Seoul’s housing market is seeing a shift in funding sources as tightened lending regulations take hold. With bank loan limits restricted, a notable increase has been observed in individuals liquidating stocks and bonds to finance home purchases. The trend underscores the impact of recent policy interventions aimed at cooling the property market.
According to data from South Korea’s Ministry of Land, Infrastructure and Transport, the total funds derived from stock and bond sales used for Seoul home purchases reached ₩2.03 trillion (approximately $1.5 billion USD based on current exchange rates) between July and December of last year. This figure coincides with the implementation of the ‘6.27’ measures, which restricted loan-to-value ratios in the greater Seoul area and other designated regulatory zones.
The ‘funding source plan’ – a document required for all housing purchases in regulated areas and for properties exceeding ₩600 million (approximately $442,000 USD) in non-regulated areas – reveals a sharp increase in capital flowing from financial markets into Seoul real estate over the past three years. Funds from stock and bond sales totaled ₩576.5 billion in 2022, rebounding to ₩1.059 trillion in 2023. In 2024, this figure rose to ₩2.2545 trillion, culminating in ₩3.8916 trillion last year – representing roughly a doubling of investment year-over-year.
The most significant influx of funds occurred between July and January of this year, totaling ₩2.3966 trillion. Monthly inflows peaked in September (₩463.1 billion) and October (₩576 billion) of last year, a period coinciding with the peak of the KOSPI index – South Korea’s benchmark stock market index – surpassing 4,000 points and the announcement of further restrictions on high-value home loans on October 15th.
Concentration in Gangnam and Surrounding Areas
The capital generated from stock and bond sales is heavily concentrated in Seoul’s affluent Gangnam district and its neighboring areas. Over the past seven months, Gangnam-gu accounted for the largest share of inflows, at ₩378.4 billion. Collectively, the ‘Gangnam 3’ – Gangnam, Seocho, and Songpa – attracted a total of ₩909.8 billion, representing 37.9% of the total capital flowing into Seoul’s housing market.
Experts attribute this trend to a combination of stricter lending regulations and favorable conditions in the stock market. With access to traditional housing loans becoming more difficult, investors are capitalizing on gains in the equity market to finance property purchases. “The movement of securities disposal income into the real estate market is a result of asset holders disposing of stocks and then purchasing real estate, which is perceived as a relatively safe asset,” noted a representative from a major commercial bank.
The government is responding to this shift by intensifying scrutiny of funds used in property transactions.

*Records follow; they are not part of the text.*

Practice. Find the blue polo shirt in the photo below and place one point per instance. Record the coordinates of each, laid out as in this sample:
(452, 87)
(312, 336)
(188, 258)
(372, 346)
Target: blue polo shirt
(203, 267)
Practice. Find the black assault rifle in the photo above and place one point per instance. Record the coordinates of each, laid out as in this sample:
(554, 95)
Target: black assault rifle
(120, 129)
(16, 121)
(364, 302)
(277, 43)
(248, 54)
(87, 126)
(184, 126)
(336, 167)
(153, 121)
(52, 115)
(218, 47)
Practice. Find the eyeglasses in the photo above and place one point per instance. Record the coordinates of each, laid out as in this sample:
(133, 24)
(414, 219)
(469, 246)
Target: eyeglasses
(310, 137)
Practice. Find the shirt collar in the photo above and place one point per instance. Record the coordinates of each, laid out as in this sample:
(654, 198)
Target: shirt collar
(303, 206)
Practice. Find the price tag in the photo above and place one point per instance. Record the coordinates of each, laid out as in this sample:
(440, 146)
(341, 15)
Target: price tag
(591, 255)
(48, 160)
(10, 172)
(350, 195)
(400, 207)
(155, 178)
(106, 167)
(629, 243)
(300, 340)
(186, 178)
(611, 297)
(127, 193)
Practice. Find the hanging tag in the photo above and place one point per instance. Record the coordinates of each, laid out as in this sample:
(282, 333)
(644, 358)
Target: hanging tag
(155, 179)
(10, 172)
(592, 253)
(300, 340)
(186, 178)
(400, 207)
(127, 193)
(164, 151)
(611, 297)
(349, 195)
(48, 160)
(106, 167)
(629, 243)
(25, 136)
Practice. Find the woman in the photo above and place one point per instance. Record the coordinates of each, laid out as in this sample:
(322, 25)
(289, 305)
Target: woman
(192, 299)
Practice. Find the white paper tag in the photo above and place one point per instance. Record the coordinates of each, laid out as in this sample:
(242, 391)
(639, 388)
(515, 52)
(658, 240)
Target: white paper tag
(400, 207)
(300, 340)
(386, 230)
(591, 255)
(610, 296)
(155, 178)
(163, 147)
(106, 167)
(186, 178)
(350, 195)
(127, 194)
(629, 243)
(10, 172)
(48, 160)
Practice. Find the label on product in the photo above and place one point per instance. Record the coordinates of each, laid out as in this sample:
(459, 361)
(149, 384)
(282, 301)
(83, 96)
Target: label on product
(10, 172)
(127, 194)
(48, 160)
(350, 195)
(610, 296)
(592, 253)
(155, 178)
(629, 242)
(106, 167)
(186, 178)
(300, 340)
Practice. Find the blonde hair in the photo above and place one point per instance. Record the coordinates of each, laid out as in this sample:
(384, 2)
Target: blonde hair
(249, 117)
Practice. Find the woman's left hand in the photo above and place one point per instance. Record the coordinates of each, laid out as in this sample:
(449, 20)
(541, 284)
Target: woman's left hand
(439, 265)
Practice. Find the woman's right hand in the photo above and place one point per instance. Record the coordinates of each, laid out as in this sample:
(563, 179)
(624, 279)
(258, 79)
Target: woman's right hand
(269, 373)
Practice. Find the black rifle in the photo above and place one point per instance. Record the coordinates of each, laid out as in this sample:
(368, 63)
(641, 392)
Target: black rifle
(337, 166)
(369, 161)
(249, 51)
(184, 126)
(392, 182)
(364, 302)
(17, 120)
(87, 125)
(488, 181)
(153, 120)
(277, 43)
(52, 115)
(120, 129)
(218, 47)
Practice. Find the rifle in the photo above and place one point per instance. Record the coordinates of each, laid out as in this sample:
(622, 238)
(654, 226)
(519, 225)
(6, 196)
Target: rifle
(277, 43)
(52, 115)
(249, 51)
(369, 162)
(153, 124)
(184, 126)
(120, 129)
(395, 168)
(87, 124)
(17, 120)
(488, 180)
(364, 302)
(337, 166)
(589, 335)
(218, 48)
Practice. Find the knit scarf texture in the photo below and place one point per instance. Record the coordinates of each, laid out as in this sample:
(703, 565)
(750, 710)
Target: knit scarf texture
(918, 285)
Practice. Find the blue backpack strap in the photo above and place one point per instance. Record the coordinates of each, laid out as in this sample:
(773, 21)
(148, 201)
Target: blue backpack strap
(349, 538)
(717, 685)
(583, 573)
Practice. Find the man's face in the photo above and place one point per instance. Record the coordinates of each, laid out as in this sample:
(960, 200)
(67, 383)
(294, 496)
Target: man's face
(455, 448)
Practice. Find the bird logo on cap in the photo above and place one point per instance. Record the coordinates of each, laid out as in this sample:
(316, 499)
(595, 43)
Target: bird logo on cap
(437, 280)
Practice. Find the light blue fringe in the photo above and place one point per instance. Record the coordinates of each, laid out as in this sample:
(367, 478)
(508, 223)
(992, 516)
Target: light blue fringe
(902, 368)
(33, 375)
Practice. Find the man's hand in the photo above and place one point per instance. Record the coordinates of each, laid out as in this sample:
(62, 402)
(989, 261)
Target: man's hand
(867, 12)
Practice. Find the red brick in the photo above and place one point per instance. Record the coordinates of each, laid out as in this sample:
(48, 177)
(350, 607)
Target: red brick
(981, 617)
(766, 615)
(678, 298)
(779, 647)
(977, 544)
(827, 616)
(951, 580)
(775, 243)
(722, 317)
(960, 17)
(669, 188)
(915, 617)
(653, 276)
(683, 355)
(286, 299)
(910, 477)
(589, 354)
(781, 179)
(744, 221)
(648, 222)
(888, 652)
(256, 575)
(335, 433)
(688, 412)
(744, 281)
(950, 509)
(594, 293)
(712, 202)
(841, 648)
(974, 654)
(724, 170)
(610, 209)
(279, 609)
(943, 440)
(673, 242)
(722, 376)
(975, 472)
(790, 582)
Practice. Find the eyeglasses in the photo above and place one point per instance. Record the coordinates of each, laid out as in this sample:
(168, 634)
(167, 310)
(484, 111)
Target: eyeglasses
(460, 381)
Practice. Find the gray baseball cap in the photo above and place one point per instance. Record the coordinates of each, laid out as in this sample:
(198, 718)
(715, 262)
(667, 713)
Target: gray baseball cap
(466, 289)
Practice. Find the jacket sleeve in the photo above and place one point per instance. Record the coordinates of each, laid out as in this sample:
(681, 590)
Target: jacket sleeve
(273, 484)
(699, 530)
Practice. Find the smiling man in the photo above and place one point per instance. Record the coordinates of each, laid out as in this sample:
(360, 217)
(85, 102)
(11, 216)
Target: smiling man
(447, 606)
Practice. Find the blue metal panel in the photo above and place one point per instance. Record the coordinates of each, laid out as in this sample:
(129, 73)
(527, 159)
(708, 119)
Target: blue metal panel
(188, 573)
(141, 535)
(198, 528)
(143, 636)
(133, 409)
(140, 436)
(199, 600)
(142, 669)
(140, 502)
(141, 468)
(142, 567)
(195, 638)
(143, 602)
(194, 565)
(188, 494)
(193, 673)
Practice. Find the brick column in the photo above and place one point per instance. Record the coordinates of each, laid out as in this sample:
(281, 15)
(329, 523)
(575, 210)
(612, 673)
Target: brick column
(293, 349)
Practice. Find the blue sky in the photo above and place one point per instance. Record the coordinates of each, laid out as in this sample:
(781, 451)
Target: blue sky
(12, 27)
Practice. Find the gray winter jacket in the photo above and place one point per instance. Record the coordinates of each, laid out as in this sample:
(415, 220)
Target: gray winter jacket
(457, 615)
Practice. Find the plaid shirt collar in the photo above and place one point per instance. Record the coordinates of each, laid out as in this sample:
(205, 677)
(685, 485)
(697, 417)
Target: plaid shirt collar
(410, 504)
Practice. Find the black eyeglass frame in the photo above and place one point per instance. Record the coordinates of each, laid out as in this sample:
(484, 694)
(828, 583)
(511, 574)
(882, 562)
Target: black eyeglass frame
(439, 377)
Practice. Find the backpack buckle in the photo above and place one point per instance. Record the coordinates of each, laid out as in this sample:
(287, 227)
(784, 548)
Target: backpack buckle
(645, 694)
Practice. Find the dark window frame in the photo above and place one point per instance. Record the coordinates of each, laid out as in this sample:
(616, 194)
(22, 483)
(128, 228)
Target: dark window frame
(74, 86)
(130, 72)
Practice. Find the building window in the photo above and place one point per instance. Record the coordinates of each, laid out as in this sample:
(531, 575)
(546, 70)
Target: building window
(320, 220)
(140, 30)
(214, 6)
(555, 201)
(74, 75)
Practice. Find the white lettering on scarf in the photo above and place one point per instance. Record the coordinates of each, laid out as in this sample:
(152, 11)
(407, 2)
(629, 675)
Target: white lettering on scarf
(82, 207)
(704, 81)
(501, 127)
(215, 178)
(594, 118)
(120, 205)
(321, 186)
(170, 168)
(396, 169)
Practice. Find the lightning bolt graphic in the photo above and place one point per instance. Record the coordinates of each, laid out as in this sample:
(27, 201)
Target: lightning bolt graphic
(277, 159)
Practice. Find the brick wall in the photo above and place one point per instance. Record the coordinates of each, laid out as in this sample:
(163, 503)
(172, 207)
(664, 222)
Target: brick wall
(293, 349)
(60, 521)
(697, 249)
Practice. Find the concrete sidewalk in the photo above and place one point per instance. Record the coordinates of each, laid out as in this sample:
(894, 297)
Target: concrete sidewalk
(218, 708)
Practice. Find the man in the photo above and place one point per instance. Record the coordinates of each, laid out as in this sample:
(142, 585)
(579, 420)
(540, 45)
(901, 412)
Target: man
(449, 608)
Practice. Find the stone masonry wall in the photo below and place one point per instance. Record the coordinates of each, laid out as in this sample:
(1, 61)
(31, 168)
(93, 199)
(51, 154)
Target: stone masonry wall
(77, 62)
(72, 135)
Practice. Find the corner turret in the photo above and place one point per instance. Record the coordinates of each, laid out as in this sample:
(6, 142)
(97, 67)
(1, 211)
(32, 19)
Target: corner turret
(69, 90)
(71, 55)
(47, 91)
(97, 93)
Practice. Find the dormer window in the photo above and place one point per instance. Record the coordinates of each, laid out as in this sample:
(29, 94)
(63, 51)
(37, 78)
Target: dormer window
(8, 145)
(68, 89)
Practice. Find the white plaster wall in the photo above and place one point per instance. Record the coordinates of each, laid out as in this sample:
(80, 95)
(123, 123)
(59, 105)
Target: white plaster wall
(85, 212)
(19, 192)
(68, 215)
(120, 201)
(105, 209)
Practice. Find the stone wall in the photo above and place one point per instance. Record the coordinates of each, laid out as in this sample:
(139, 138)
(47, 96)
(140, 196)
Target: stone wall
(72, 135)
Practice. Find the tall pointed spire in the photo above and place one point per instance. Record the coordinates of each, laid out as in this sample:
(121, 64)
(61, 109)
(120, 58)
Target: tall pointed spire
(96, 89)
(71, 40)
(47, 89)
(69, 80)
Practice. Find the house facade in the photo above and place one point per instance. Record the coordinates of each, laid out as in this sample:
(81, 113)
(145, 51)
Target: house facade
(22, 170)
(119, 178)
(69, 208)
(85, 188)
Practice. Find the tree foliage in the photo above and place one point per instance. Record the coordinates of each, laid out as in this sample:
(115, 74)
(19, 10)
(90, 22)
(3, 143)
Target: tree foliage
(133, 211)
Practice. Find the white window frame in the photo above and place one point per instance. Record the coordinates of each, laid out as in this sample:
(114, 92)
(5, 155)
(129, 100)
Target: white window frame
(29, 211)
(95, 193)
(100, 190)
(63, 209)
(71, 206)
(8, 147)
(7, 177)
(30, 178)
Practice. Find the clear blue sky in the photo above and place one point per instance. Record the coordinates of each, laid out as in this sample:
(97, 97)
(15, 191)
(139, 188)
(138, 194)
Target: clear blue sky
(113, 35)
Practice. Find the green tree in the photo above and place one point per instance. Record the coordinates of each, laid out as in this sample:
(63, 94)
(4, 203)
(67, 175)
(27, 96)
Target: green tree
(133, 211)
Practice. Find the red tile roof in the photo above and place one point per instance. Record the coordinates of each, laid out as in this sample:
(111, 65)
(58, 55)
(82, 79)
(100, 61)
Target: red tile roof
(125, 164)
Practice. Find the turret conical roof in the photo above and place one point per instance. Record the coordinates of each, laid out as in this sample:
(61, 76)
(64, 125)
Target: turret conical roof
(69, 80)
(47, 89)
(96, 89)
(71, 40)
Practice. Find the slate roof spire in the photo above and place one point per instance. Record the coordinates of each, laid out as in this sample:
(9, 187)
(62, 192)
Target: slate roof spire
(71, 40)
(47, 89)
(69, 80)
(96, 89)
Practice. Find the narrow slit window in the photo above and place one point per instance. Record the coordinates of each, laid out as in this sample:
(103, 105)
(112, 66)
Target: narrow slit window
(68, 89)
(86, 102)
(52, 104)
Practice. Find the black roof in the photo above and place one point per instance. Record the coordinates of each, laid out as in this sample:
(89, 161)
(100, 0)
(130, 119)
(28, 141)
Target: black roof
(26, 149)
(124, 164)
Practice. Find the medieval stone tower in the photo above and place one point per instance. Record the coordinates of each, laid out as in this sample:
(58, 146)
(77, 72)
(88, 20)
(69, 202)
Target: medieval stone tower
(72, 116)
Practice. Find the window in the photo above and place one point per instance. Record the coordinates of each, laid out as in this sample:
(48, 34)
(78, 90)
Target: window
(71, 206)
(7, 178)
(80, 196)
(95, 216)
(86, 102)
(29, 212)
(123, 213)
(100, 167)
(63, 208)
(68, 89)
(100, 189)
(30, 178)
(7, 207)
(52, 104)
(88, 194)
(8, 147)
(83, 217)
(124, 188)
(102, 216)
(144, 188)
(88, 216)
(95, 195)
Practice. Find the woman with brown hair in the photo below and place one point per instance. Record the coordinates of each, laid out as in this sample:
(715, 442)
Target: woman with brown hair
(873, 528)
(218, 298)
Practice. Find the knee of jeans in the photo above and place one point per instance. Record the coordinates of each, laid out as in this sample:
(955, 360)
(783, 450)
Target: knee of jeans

Amendments to the Real Estate Transaction Reporting Act, which came into effect on February 10th, now require the disclosure of funds derived from cryptocurrency sales in the ‘funding source plan’. Detailed information regarding overseas funds – including deposits and loans – must also be provided.
“Recently, there’s a growing tendency for people to use profits from the stock market as a foundation for homeownership,” said Jeong Seong-jin, CEO of Urban Asset Management. “Housing is seen as an asset that maintains its residential value regardless of price fluctuations, which supports the influx of funds from stock sales into the real estate market.”
The tightening of mortgage rules, capped at ₩600 million regardless of property price or borrower income, implemented by the Lee Jae Myung administration in June 2025, was intended to curb speculative investment and address rising household debt. However, the data suggests that demand remains robust, albeit channeled through alternative funding sources. The government also imposed mandatory residency requirements, reduced maximum loan terms and blocked mortgages for multihomeowners in these zones.
The surge in funds from stock and bond sales highlights the resilience of Seoul’s housing market and the adaptability of investors in the face of regulatory changes. While the government’s efforts to cool the market are evident, the continued flow of capital into real estate suggests that further measures may be necessary to achieve its objectives. The concentration of investment in the Gangnam area also raises concerns about regional imbalances and the potential for continued price appreciation in prime locations.